On November 3, 1991, on the streets of Adelaide, Australia, the shortest Formula One race lasted 16 laps, but only 14 of those laps would count. Officials planned 81 laps, but wet conditions prevented them from completing the race. Formula One cars in wet conditions operate like slaloming on petroleum jelly.
The winner was no slouch, but it’s hard to consider anyone a winner when the whole day felt like such a loss. From the fans who showed up only to leave disappointed to the vendors who lost money, and the teams that felt they hardly had a chance, it was more losing than winning.
Everyone lost. Even Ayrton Senna, the man who took first, lost the chance to really race.
The 1991 Australian Grand Prix went down in history as Formula One’s shortest races, but (if there’s a win) it also went down as the organization’s wisest decision.
The Adelaide Street Circuit
The track where the Australian Grand Prix used to take place was the Adelaide Street Circuit, a temporary street circuit right next to the business district of Adelaide.
That 2.349 miles track served Grand Prix events from 1985 to 1995. Australia also used the track for racing V8 Supercars, but they had a shorter route for those races.
The first time they hosted a wet Grand Prix race on the track was the ’89 race. Starting in ’96, Australia moved the Grand Prix to the more venerable Melbourne Grand Prix Circuit.
Two Years Earlier
When the cars lined up for the 1991 Aussie Grand Prix, it had only been 24 months since similar conditions threatened the exact same race; the ’89 Australian Grand Prix.
One driver, world champion Alain Prost, pulled out after one lap due to the conditions. Many drivers would later remark they wished they’d followed him.
The thing was, event organizers and the drivers had anticipated the race would be a wet one. Forecasts had predicted the rain to come and stay.

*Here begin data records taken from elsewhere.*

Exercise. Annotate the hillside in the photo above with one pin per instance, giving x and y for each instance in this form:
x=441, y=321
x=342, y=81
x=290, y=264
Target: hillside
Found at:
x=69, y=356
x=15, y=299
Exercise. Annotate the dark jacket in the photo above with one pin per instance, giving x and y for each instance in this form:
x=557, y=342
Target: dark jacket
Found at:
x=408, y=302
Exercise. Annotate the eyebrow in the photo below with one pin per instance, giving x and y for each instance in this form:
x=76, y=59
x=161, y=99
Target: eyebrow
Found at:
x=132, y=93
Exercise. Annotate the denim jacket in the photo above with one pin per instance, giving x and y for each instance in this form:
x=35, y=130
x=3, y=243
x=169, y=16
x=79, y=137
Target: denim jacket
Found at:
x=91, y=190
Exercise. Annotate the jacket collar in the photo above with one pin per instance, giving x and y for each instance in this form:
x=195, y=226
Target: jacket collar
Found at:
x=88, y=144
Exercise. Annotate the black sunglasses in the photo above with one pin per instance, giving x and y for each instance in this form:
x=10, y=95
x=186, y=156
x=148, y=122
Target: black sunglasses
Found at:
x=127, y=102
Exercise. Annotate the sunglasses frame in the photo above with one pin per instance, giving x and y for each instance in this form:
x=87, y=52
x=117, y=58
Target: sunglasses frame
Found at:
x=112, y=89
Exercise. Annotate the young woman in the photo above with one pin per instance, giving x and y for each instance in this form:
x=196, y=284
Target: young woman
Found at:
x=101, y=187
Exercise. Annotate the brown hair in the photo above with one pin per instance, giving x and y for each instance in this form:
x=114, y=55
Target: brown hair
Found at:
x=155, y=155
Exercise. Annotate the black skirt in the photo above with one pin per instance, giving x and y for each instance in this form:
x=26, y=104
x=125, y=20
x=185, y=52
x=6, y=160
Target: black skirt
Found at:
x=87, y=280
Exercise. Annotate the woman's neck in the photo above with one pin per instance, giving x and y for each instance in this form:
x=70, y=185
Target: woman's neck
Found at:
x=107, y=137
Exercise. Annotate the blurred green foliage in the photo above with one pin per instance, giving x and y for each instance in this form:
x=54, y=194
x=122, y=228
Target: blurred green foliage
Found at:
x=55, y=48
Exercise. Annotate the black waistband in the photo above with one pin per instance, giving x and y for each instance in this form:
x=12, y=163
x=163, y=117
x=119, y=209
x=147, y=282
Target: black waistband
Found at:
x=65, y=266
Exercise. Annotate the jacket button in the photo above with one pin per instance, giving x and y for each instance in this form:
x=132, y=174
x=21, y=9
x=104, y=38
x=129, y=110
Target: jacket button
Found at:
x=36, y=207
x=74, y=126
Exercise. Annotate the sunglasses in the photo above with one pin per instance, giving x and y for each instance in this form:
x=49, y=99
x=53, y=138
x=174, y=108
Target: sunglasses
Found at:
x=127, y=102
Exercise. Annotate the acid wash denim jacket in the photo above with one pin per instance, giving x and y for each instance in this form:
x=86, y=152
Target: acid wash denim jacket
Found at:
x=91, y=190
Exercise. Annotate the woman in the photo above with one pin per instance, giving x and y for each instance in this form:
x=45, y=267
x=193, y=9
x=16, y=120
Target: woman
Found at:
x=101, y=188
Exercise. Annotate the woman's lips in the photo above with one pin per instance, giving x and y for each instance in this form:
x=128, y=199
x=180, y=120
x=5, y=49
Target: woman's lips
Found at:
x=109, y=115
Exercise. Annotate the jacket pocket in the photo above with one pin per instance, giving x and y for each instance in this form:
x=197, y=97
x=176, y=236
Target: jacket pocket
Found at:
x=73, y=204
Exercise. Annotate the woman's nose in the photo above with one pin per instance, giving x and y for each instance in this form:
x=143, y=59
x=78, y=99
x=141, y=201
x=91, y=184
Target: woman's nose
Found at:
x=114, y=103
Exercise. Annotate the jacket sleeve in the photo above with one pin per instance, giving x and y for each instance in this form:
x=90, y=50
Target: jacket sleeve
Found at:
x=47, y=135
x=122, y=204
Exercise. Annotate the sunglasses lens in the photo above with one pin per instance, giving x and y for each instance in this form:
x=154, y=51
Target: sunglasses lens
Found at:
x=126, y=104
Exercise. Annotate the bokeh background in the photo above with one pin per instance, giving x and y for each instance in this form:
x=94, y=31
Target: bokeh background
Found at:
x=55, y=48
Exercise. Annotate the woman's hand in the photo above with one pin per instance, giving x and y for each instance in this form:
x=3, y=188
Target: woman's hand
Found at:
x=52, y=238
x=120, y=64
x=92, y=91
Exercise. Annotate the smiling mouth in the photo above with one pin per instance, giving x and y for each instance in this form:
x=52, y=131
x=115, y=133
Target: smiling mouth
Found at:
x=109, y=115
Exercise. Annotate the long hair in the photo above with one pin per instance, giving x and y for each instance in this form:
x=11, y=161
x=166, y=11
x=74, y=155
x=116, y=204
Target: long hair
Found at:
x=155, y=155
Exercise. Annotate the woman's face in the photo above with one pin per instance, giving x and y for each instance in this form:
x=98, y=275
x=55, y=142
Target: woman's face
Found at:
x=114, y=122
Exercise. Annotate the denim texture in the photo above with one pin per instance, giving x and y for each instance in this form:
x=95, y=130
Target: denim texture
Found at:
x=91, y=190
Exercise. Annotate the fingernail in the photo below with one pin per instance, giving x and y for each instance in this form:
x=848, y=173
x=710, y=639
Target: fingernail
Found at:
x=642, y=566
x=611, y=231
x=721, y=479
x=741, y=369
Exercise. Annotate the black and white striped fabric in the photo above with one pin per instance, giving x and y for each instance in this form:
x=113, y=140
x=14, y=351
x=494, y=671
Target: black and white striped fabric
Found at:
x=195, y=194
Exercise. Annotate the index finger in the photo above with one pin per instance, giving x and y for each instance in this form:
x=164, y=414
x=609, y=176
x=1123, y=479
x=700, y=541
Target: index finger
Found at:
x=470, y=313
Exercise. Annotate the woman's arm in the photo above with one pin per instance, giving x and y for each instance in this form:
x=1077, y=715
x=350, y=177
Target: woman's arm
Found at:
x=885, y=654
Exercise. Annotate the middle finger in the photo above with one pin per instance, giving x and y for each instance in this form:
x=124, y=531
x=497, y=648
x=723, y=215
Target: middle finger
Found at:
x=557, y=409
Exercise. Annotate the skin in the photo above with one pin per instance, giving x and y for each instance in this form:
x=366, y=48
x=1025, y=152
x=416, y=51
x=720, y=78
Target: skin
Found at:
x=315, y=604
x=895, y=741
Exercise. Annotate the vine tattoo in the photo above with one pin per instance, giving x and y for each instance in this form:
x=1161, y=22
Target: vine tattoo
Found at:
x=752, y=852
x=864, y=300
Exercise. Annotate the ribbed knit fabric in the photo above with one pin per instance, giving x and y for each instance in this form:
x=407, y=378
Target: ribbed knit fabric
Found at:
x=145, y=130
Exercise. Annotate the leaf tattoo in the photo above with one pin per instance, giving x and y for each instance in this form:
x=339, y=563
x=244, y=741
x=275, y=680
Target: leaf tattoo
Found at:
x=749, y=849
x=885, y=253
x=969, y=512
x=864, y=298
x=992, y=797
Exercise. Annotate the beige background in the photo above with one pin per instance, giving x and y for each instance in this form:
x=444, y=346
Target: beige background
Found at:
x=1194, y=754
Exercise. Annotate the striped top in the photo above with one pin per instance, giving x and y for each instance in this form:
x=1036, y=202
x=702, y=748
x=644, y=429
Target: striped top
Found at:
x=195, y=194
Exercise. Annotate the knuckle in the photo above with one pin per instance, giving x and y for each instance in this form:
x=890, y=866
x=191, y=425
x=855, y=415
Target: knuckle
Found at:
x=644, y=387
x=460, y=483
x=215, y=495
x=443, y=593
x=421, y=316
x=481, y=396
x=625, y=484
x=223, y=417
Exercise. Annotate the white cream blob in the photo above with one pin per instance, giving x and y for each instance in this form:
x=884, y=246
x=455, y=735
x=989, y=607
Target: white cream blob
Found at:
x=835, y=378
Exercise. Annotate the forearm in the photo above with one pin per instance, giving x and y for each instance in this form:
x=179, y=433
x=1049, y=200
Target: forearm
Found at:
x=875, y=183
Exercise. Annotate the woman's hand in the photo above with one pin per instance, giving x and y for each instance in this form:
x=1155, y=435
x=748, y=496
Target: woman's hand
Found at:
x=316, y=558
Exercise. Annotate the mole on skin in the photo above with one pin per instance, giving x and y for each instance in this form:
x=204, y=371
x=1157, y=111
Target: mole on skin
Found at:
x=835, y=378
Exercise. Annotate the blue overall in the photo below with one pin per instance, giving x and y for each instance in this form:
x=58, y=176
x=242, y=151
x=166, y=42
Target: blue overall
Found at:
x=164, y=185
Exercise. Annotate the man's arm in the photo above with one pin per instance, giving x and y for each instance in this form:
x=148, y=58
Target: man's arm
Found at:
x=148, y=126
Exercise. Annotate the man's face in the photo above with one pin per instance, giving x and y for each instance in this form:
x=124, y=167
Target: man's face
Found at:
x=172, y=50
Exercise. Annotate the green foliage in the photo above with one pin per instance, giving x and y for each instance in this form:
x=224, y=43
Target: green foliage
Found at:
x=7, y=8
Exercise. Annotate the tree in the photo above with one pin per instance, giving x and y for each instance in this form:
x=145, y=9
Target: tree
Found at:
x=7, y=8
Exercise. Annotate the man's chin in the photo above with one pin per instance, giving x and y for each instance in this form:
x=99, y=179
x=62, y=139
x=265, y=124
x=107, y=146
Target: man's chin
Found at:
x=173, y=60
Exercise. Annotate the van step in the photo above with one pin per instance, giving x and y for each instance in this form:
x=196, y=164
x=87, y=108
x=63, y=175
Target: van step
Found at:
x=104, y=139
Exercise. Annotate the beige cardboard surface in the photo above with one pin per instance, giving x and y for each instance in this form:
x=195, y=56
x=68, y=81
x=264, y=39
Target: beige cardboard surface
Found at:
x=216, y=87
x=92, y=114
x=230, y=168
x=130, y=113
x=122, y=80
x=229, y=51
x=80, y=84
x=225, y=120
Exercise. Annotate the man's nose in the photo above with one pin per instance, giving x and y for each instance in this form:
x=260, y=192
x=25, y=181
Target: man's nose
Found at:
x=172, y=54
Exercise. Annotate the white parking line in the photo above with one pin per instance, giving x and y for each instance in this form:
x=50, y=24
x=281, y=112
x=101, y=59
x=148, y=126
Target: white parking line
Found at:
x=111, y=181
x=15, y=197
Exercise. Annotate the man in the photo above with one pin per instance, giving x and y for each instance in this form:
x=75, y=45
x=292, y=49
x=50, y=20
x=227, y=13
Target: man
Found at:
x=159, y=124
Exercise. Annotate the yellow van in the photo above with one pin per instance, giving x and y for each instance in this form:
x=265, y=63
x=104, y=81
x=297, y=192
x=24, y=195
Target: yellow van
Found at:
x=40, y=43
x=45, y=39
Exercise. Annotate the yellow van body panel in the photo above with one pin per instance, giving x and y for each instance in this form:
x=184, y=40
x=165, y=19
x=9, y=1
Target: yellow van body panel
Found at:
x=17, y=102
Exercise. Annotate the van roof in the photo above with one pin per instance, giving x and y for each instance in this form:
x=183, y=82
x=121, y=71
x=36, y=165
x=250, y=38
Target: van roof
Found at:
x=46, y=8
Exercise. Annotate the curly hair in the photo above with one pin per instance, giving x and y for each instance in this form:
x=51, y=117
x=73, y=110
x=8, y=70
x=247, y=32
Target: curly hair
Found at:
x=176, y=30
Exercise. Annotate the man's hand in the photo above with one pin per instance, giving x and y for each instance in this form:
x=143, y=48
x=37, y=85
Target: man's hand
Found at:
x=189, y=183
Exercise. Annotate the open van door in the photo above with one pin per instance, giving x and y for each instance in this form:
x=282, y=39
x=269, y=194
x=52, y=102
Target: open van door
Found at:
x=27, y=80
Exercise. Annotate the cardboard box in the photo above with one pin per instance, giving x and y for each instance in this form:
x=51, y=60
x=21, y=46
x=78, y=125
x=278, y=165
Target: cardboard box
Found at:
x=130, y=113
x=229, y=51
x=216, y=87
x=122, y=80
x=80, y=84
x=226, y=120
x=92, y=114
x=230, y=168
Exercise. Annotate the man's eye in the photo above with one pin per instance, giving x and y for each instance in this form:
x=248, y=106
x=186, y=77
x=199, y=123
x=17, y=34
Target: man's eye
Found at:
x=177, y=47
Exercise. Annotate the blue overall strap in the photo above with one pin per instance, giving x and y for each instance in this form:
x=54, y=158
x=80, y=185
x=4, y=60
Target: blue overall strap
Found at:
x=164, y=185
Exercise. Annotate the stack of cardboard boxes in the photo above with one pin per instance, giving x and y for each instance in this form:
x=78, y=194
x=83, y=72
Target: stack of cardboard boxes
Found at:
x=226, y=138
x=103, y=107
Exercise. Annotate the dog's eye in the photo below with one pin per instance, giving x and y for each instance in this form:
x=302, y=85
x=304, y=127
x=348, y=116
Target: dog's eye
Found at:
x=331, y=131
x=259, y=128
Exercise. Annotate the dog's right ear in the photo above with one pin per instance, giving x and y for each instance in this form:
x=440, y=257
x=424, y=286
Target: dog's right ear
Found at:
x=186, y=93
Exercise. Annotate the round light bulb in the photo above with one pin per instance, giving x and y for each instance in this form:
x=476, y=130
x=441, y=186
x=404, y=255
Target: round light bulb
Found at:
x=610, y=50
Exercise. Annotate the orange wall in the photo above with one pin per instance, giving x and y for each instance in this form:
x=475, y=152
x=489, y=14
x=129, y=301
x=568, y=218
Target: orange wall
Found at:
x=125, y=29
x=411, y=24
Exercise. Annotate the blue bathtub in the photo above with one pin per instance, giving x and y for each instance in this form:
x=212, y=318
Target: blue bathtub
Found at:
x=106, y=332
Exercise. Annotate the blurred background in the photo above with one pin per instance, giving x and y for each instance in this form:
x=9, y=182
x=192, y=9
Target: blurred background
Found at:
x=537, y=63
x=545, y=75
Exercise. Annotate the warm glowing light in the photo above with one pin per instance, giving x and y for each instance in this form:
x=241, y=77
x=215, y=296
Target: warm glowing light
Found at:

Despite drivers calls for a postponement, officials pushed through with the race. On the first lap, one driver spun off on turn 4. Against further protest, they restarted the race without Prost, urging the other drivers to drive more slowly.
On the restart, one driver stalled before the grid. Lap by lap, cars retired, spun out, and collided. After 70 laps of an 81 lap race, the officials ended the race.
The 1991 Grand Prix
Alain Prost did not race in the ’91 Grand Prix in Adelaide, but his nemesis, Brazilian driver Ayrton Senna did. Senna slid into the pocket left by Prost in ’89 and nearly won the race.
He wrecked in that race, from taking too many risks in the wet conditions. The ’91 race would be Senna’s 60th. He’d gained some wisdom since ’89; he wouldn’t take the same chances he took then.
“It was a mistake for all of us to start,” Motorsport Magazine quoted him admitting after the ’91 race. “In fact, I only started because there was a lot at stake and the team has done so much for me over the past four years.”
On the track, the flooding was so great, cars simply couldn’t drive in a straight line. They would drift left to right on the straightaways, their tires searching for something to grip.
Immediately cars spun out and traded paint. Marshals waved yellow flags, then the red ones.
They were to have completed 81 laps, as they always did on that track, but after 16 agonizing laps, officials stopped the race. They made the official cut off the 14th lap.
The 1991 Grand Prix in Australia was a disaster, one the officials in Formula One and Australia intend not to repeat. For the fans who suffered in the rain to see their heroes battle, it was all awash.
Thankfully, nobody died or suffered serious injury. Call that a win.